However, the examination of the court's jurisdiction on the matter was initiated at the bequest of ICC Prosecutor Fatou Bensouda, not Israel.

Israeli officials told Haaretz they welcomed the Czech Republic's decision to join the deliberations, and that efforts were made on Israel's part to promote the matter.

Haaretz has also learned that Germany may also join the proceedings ahead of the Sunday deadline to publish all pending petitions.

The Czech Republic is a member of the Visegrad Group, or V-4, which includes three other Central European countries, Hungary, Poland and Slovakia, and is seen as a stronghold of nationalism within the European Union.

In recent years, Netanyahu has boosted ties with the group, in part to undermine the consensus in the corridors of the EU on the Palestinian and Iranian issues.

The Czech Republic is considered a close ally of Israel in international organizations. On a number of occasions, the Czechs have helped head off decisions, including those at the EU, that the Netanyahu government had opposed.

In its petition, the Czech Republic states that it believes the Palestinians have not yet met the requirements for statehood, as required under international law.

According to the petition, "the 'Situation in the State of Palestine', the Czech Republic believes that the issue of the statehood of Palestine should be addressed. This question is closely linked to the question of the Court's jurisdiction and, therefore, relevant."

However, the petition states that "It has been a long-standing position of the Czech Republic that Palestine has not fulfilled yet all the criteria of statehood under international law.

"The Czech Republic, therefor, voted against the admission of Palestine to the United Nations Educational, Scientific and Cultural Organization on 31 October 2011 and followed the same rationale when it voted against the adoption of the United Nations General Assembly resolution of the Status of Palestine in the United Nations according to Palestine an 'observer State status' on November 2012," the petition reads.

"While the Czech Republic fully supports Palestine's aspirations to future statehood through a comprehensive negotiated agreement with the State of Israel, the membership of Palestine in international organizations or its accession to multilateral treaties, including the Rome Statute, cannot substitute the missing elements of statehood," the petition continues.

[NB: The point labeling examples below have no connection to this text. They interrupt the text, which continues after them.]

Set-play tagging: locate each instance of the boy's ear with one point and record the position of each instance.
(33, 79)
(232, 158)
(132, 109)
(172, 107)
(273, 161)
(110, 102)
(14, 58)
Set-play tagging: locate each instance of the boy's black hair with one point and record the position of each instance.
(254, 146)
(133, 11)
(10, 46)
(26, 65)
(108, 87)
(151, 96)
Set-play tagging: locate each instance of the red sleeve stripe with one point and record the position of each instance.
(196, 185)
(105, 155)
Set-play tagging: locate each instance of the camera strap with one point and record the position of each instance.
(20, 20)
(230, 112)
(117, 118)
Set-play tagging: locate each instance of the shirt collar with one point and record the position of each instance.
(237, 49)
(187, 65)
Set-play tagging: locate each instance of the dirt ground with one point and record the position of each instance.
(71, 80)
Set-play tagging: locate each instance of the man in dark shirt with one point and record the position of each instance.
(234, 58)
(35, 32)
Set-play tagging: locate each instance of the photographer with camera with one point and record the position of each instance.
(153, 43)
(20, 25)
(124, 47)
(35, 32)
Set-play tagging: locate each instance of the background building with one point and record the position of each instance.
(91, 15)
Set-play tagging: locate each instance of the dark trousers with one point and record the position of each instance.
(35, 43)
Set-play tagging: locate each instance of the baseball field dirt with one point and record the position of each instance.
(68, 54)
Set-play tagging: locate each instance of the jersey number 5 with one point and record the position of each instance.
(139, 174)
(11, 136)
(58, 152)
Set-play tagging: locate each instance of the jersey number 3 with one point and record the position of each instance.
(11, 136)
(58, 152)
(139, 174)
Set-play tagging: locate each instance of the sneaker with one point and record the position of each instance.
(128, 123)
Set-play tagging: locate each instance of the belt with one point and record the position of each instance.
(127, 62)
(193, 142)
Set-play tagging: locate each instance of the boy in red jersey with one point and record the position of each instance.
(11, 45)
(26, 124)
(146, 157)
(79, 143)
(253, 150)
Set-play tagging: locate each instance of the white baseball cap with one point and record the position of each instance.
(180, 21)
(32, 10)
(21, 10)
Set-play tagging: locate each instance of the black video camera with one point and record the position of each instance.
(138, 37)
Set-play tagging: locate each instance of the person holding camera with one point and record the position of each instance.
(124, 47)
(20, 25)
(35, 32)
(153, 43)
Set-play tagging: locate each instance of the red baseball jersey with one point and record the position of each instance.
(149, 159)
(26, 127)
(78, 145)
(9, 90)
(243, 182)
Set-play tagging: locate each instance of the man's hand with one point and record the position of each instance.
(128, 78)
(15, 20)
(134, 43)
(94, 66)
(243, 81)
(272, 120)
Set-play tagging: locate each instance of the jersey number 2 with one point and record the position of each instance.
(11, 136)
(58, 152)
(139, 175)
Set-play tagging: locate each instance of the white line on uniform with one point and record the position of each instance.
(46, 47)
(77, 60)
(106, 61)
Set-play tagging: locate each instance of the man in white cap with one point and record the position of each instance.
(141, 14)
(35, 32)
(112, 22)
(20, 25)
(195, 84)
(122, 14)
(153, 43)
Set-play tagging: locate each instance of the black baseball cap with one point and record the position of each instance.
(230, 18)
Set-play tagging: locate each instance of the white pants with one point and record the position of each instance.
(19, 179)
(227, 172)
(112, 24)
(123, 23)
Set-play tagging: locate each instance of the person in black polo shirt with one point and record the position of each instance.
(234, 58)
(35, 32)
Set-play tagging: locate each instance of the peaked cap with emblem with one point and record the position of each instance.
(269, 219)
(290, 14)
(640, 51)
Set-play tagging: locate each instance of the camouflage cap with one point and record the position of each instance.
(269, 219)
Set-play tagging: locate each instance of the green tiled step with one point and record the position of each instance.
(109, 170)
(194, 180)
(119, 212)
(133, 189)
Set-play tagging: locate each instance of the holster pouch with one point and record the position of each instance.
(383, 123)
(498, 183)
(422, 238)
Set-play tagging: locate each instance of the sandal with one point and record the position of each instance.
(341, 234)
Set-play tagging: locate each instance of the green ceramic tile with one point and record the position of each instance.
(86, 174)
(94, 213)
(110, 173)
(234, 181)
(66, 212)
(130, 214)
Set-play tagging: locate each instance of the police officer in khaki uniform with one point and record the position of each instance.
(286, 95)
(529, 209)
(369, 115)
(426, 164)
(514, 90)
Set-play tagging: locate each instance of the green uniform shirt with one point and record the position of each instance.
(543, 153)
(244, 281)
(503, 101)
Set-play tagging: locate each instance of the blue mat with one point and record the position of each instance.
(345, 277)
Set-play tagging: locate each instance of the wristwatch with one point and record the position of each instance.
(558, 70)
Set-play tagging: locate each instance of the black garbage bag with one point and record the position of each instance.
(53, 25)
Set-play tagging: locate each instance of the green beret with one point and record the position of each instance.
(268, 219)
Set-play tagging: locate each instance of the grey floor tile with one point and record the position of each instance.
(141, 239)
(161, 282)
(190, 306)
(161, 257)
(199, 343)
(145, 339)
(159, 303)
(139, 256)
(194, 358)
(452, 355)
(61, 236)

In December, ICC Prosecutor Fatou Bensouda stated that there is reasonable basis to investigate Israel for its actions but has requested the court to decide over the question of its jurisdiction in the Palestinians territories. Israel's attorney general argued that the ICC, to which Israel is not a party, "lacks jurisdiction in relation to Israel and that any Palestinian actions with respect to the court are legally invalid," as the Palestinian Authority is not a sovereign states, although it has joined the ICC's Rome Statute.

The Prosecutor's Office specifically noted allegations that Israel has been involved in demolishing Palestinian property and evicting Palestinians from the West Bank and East Jerusalem. It also referenced 2014's Operation Protective Edge, the war in the Gaza Strip, as well as Israel's plan to evacuate residents of the Bedouin village Khan al-Ahmar, and Israeli construction of settlements in the West Bank.

In January the ICC said it would delay its debate into whether it has the jurisdiction to probe alleged Israeli war crimes in the West Bank, Gaza and East Jerusalem due to a procedural error related to the filing's page limit.

Also in January, Prime Minister Benjamin Netanyahu said in an interview on a Christian television network that the International Criminal Court is in a "full frontal attack" on democracy and the Jewish people's right to live in Israel, and called for sanctions on the world court in light of its prosecutor's intent to probe Israel's alleged war crimes against Palestinians.